= Chris Henry (museum curator) =

English/Scottish museum curator

Chris Henry (born 1962) is a museum professional who was Director of Heritage at Surgeons' Hall Museums at the Royal College of Surgeons of Edinburgh.

==Early life and education==
He was born in Gainsborough, Lincolnshire, England and attended Queen Elizabeth's Grammar School, Gainsborough. He subsequently attended Middlesex University graduating BA (Hons) in History (1993), King's College, London graduating MA in War Studies (1994) and University College, London, graduating MA in Museum Studies (1999).

== Career ==
Henry's career path followed an initial interest in military museology as Curator of Artillery, Royal Armouries Tower of London and Royal Armouries Fort Nelson (1994–99), Head of Collections, Museum of the Royal Regiment of Artillery (2000–2003), then Head of Collections, Museum of Naval Firepower, Gosport Hampshire (2003–2005) where he supervised delivery of Firepower Royal Artillery Museum in Woolwich in 2005 .
Moving to Scotland he was Director, Museum of Scottish Lighthouses, Fraserburgh before becoming Head of Collections, Dundee Industrial Heritage, covering RRS Discovery and Verdant Works.
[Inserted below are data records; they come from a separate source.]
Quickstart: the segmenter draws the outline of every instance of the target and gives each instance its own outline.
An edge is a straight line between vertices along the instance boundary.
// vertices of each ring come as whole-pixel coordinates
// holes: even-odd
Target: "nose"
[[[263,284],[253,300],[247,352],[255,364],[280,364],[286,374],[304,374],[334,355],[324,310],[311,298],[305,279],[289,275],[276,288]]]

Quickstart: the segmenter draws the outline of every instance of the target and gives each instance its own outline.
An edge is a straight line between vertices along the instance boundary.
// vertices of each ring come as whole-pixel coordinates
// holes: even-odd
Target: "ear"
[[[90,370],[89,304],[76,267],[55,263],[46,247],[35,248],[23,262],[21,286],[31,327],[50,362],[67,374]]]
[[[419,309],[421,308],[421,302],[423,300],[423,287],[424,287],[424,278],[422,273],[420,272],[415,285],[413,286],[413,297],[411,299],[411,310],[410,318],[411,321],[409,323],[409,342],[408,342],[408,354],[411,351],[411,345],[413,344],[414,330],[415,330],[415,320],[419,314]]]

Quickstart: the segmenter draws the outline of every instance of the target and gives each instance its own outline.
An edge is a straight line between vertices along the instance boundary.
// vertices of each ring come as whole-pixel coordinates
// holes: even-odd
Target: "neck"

He was appointed Director of Heritage, Surgeons Hall Museum. Royal College of Surgeons of Edinburgh in 2010.
Here he organised financing and delivery of the £4.5 million Lister Project which transformed the Museum layout and displays.
This project was nominated for six different architectural and heritage awards and was Highly Commended in the RICS Awards for 2016. He retired from this post in 2023.

== Exhibitions ==
Henry has curated and delivered over thirty exhibitions in his career, from smaller temporary exhibitions to the completion of the upgrading of the Surgeons’ Hall Museums complex.

== Publications ==
His books and articles on museums and military subjects include:

Museums within a museum, in Medical Museums, Past Present and Future, Alberti S Ed.,(2013) London, Royal College of Surgeons. ISBN 978-1-904096-21-4

Shield of Empire (1998), Leeds, Trustees of the Royal Armories. ISBN 0948092335

British Napoleonic Artillery 1793-1815: Field Artillery v. 1 (New Vanguard) by Chris Henry and Brian Delf (16 Oct 2002) Oxford, Osprey Publishing. ISBN 1841764760

British Napoleonic Artillery 1793-1815: Siege and Coastal Artillery v. 2 by Chris Henry and Brian Delf (2003) Oxford, New Vanguard. ISBN 1841764779

Depth Charge: Royal Naval Mines, Depth Charges and Underwater Weapons 1914-1945, (2005) Barnsley, Pen and Sword. ISBN 1844151743

English Civil War Artillery 1642-51 (2005), Oxford, New Vanguard. ISBN 9781841767666

British Anti-tank Artillery 1939-45 (2004), Oxford, New Vanguard. ISBN 1841766380

The 25-pounder Field Gun 1939-72 (2002), Oxford, New Vanguard. ISBN 1841763500

The Ebro 1938: Death knell of the Republic– (1999), Oxford, Campaign. ISBN 1855327384

Napoleonic Naval Armaments 1792-1815 (2004), Oxford, New Vanguard. ISBN 1841766356

Battle of the Coral Sea (Great Naval Battles) (2003), Washington, US Naval Institute Press. ISBN 1591140331

== Personal life ==
Chris Henry lives in Fife in Scotland with his wife Jane and daughter Charlotte.